Unnamed: 0,Student ID,student_name,gender,grade,school_name,reading_score,math_score,School ID,type,size,budget
0,0,Paul Bradley,M,9th,Huang High School,66,79,0,District,2917,1910635
1,1,Victor Smith,M,12th,Huang High School,94,61,0,District,2917,1910635
2,2,Kevin Rodriguez,M,12th,Huang High School,90,60,0,District,2917,1910635
3,3,Dr.

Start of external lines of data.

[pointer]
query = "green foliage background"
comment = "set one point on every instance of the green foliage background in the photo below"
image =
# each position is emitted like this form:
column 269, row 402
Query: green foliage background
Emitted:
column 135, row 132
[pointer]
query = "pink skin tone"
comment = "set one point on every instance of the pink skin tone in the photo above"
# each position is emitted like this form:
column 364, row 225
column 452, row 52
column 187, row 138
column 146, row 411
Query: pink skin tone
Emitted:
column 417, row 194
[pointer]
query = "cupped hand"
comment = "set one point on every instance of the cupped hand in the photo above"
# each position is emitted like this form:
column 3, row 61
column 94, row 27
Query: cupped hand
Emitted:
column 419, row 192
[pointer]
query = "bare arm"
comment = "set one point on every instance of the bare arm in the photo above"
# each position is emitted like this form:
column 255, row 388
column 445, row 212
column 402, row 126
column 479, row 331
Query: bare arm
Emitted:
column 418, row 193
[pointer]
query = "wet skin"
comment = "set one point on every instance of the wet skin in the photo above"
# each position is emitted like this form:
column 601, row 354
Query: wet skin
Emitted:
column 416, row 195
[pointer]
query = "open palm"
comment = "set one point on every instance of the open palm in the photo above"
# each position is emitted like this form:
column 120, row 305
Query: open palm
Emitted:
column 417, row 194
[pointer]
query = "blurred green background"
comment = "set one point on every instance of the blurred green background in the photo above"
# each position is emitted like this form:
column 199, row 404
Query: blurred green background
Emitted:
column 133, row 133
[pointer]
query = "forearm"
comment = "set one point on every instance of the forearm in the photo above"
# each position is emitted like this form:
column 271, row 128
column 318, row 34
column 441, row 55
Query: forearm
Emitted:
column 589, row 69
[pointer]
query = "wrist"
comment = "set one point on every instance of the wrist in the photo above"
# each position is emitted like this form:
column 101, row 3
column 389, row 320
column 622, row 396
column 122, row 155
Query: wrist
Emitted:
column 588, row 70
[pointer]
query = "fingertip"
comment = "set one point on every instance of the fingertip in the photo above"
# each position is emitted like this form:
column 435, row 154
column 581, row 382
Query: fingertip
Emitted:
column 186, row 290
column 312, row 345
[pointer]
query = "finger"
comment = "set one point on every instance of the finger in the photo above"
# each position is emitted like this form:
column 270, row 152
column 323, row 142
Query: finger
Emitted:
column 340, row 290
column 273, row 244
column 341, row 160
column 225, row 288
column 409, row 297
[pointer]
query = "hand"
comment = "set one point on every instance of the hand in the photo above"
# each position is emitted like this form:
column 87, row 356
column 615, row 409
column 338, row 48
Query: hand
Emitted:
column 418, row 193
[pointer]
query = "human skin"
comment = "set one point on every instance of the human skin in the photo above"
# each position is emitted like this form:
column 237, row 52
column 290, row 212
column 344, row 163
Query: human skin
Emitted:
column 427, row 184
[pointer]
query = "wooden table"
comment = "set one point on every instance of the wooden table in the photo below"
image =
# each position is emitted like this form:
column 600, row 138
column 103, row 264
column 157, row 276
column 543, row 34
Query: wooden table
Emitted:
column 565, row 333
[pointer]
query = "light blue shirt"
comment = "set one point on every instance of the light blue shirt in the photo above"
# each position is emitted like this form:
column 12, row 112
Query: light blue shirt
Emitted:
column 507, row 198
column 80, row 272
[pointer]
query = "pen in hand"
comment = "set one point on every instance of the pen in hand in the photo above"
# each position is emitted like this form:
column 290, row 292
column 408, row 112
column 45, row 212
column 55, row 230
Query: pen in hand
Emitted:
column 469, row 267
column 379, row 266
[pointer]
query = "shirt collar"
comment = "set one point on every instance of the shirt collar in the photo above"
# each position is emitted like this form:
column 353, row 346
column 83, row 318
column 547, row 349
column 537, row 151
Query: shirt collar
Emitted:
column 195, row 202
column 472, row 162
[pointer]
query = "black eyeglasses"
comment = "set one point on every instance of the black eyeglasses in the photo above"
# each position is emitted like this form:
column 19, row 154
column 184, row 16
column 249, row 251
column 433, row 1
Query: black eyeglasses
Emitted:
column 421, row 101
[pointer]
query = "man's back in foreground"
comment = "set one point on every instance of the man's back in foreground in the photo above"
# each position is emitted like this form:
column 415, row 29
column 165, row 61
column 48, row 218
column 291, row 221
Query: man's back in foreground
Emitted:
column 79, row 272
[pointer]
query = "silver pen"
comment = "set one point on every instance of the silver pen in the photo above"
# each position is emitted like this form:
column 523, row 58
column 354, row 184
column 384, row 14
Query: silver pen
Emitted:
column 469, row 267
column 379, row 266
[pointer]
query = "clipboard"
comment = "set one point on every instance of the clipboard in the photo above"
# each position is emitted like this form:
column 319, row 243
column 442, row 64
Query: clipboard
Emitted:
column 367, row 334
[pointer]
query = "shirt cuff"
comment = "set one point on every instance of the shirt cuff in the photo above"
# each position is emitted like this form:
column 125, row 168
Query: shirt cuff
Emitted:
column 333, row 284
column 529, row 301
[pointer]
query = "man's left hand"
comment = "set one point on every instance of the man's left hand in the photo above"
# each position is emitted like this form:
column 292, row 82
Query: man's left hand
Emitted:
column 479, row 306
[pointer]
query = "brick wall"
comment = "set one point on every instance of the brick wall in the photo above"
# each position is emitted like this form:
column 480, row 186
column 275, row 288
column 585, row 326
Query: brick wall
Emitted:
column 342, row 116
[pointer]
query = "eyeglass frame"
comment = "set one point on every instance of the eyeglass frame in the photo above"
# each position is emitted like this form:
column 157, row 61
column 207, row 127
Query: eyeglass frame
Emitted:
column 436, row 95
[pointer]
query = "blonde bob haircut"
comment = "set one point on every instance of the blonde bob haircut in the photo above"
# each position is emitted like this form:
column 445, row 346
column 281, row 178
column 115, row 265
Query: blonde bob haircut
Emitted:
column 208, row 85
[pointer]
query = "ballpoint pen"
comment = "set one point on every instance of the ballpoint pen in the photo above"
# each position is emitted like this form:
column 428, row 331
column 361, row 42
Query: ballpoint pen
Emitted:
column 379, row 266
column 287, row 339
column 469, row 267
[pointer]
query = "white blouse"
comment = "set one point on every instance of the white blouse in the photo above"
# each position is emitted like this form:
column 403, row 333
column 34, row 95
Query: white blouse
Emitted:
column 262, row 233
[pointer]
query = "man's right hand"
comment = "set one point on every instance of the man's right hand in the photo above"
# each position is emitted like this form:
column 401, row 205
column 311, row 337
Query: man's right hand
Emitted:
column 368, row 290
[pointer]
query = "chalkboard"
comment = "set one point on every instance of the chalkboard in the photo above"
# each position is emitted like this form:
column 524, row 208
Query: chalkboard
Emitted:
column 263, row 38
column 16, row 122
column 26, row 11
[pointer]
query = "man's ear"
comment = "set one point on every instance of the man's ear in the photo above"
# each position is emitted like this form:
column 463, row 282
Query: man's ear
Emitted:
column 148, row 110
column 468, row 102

Richard Scott,M,12th,Huang High School,67,58,0,District,2917,1910635
4,4,Bonnie Ray,F,9th,Huang High School,97,84,0,District,2917,1910635


## District Summary

In [121]:
# Calculate the total number of unique schools
school_count = school_data_complete["school_name"].unique()
unique_schools = len(school_count)
unique_schools

15

In [123]:
# Calculate the total number of students
student_count = school_data_complete["student_name"].count()
student_count

39170

In [124]:
# Calculate the total budget
total_budget_df = school_data_complete[["school_name","budget"]]
total_budget_df = total_budget_df.drop_duplicates()
total_budget = total_budget_df["budget"].sum()
total_budget

24649428

In [125]:
# Calculate the average (mean) math score
average_math_score = school_data_complete["math_score"].mean()
average_math_score

78.98537145774827

In [126]:
# Calculate the average (mean) reading score
average_reading_score = school_data_complete["reading_score"].mean()
average_reading_score

81.87784018381414

In [127]:
# Calculate the percentage of students who passed math (math scores greather than or equal to 70)
passing_math_count = school_data_complete[(school_data_complete["math_score"] >= 70)].count()["student_name"]
passing_math_percentage = passing_math_count / float(student_count) * 100
passing_math_percentage

74.9808526933878

In [129]:
# Calculate the percentage of students who passed reading 
passing_reading_count = school_data_complete[(school_data_complete["reading_score"] >= 70)].count()["student_name"]
passing_reading_percentage = passing_reading_count / float(student_count) * 100
passing_reading_percentage

85.80546336482001

In [131]:
# Calculate the percentage of students that passed math and reading
passing_math_reading_count = school_data_complete[
    (school_data_complete["math_score"] >= 70) & (school_data_complete["reading_score"] >= 70)
].count()["student_name"]
overall_passing_rate = passing_math_reading_count /  float(student_count) * 100
overall_passing_rate

65.17232575950983

In [134]:
# Create a high-level snapshot of the district's key metrics in a DataFrame
district_summary_df = pd.DataFrame([{"Total Schools": unique_schools, 
                               "Total Students": student_count, 
                               "Total Budget": total_budget,
                               "Average Math Score": average_math_score,
                               "Average Reading Score": average_reading_score,
                               "% Pass Math": passing_math_percentage,
                               "% Pass Reading": passing_reading_percentage,
                               "% Overall Passing": overall_passing_rate
                               }])
# Formatting
district_summary_df.loc[:, "Total Students"] = district_summary_df["Total Students"].map('{:,.0f}'.format)
district_summary_df.loc[:, "Total Budget"] = "$" + district_summary_df["Total Budget"].map('{:,.2f}'.format)

# Display the DataFrame
district_summary_df

Unnamed: 0,Total Schools,Total Students,Total Budget,Average Math Score,Average Reading Score,% Pass Math,% Pass Reading,% Overall Passing
0,15,39170,"$24,649,428.00",78.985371,81.87784,74.980853,85.805463,65.172326


## School Summary

In [150]:
# Select school type for each school
school_name_and_type = school_data_complete[["school_name","type"]]
school_name_and_type = school_name_and_type.drop_duplicates()
#school_name_and_type
# Select all school types 
school_type = pd.DataFrame(school_data_complete["type"].unique())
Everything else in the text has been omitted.